Russian President Vladimir Putin said Moscow will seize all of Ukraine’s Donbas region by force if Ukrainian troops do not withdraw, reaffirming Russia’s demands in ongoing peace talks and amid continued battlefield stalemates

Russian President Vladimir Putin stated on Thursday that Russia will take full control of Ukraine’s Donbas region by military force unless Ukrainian forces withdraw, a demand Kyiv has firmly rejected.

“Either we liberate these territories by force of arms, or Ukrainian troops leave these territories,” Putin said in an interview with India Today, ahead of a visit to New Delhi, according to a clip broadcast on Russian state television.

The Donbas, comprising Donetsk and Luhansk, has been a flashpoint since Russian-backed separatists first clashed with Ukrainian forces eight years ago. Russia sent tens of thousands of troops into Ukraine in February 2022, escalating the conflict into Europe’s deadliest war since World War II.

As reported in Reuters, Ukraine maintains it will not cede territory that Russia has failed to capture on the battlefield. President Volodymyr Zelenskiy has repeatedly said Moscow should not be rewarded for initiating the war.

Currently, Russia controls 19.2% of Ukraine, including Crimea, annexed in 2014, all of Luhansk, over 80% of Donetsk, roughly 75% of Kherson and Zaporizhzhia, and small portions of Kharkiv, Sumy, Mykolaiv, and Dnipropetrovsk regions.
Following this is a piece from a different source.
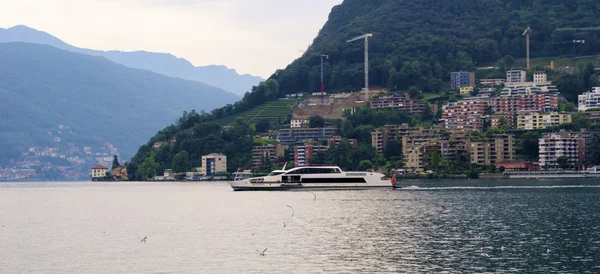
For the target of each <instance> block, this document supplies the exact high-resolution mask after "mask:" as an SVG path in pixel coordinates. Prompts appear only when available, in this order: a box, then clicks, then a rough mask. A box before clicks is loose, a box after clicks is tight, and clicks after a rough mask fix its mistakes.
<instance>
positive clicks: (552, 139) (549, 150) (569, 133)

About 5,000 square kilometers (1,900 square miles) of Donetsk remain under Ukrainian control.

In ongoing U.S.-mediated discussions over a potential peace framework, Russia has insisted on controlling the entirety of Donbas and has sought informal recognition of its authority over the region. In 2022, Moscow declared the Ukrainian regions of Luhansk, Donetsk, Kherson, and Zaporizhzhia as Russian territory following referenda widely dismissed by Kyiv and Western nations as illegitimate. Most countries continue to recognize these regions, along with Crimea, as part of Ukraine.

On Tuesday, Putin met with U.S. envoys Steve Witkoff and Jared Kushner at the Kremlin, describing the discussions as “very useful” and based on proposals he had discussed with former U.S. President Donald Trump in Alaska in August. Russia indicated it had accepted some U.S. proposals, while negotiations continue.